Мы общались в эти месяцы как с чистого листа, никогда не вспоминая прошлого, не говоря о серьезном, скользя над обидами, уклоняясь от объяснений… Но бывают несказанные слова, которые врезаются в память, оставляя там метки. Всякий раз в это жаркое, сумасшедше красивое парижское лето, проделывая путь до ее больницы за рулем автомобиля, я мысленно говорила с Лизой, понимая, что никогда не произнесу этих слов вслух. Я сожалела о тех невозвратимых годах, испорченных враждой, глупыми амбициями, сожалела об издерганных нервах единственного любимого человека — моего мужа и ее брата. Я мысленно утешала ее, умоляя быть сильной. И еще, поднимаясь на лифте в госпитале и подходя к дверям ее палаты, старалась «сделать лицо», чтобы она не прочла в моих глазах все, что я уже знала от врачей. Мне хотелось кричать от бессилия, хотелось даже, чтобы снова воцарилась вражда — пусть она меня ненавидит, но только не надо умирать, не сейчас, не так! Мне хотелось говорить всем вокруг, как надо беречь друг друга. Ведь все мы — сильные, смелые, решительные, полные убеждений, гнева, веры, нашей правды, — в сущности, такие ранимые и крошечные перед лицом смерти. Лиза, как же так случилось, что мы прожили восемнадцать лет, так и не узнав друг друга?! Когда-нибудь, может быть, я смогу написать обо всем поподробней. Сейчас еще рано, все это слишком свежо и очень больно. Лизино лицо все время стоит у меня перед глазами…
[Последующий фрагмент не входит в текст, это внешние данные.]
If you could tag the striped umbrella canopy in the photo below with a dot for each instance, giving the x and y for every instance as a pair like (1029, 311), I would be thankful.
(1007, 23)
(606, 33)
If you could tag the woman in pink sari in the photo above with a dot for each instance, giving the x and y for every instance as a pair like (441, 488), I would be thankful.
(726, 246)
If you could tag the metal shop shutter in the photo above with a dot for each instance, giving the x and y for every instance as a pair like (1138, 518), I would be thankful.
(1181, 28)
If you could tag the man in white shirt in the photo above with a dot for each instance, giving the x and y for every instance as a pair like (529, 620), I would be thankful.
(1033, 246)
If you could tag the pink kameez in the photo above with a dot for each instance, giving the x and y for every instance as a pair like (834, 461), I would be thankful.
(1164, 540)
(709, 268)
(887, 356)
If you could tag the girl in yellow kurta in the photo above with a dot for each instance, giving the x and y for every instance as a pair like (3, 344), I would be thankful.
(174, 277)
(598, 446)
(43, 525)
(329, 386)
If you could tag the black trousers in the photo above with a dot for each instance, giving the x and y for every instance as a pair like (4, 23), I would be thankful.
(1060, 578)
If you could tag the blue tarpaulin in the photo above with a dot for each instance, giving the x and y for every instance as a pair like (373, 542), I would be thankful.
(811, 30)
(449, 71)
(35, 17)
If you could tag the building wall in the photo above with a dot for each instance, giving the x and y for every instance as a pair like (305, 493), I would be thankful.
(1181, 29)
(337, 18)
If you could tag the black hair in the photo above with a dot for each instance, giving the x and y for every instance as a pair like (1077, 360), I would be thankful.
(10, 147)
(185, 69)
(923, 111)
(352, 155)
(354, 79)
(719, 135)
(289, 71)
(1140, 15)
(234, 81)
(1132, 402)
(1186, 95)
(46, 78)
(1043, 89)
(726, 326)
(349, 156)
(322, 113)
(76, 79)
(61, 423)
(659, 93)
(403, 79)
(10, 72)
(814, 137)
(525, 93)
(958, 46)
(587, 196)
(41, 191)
Ее Сашке четырнадцать лет, как и моей Татьяне. Может, Господь дал мне возможность восполнить пробел длиной в восемнадцать лет через Сашу, через мое с ней общение? Не знаю. Но когда в день Лизиной кончины Саша, которую я не видела семь лет, спросила, буравя меня серыми Лизиными глазами:
— А ты будешь любить меня, как мама?
я почувствовала, что теперь у меня четыре дочки, что она — мой ребенок и люблю я ее так же, как и моих дочерей. Знаю, когда-нибудь Сашенька все это поймет. «Времени надо дать время» — как говорит французская пословица.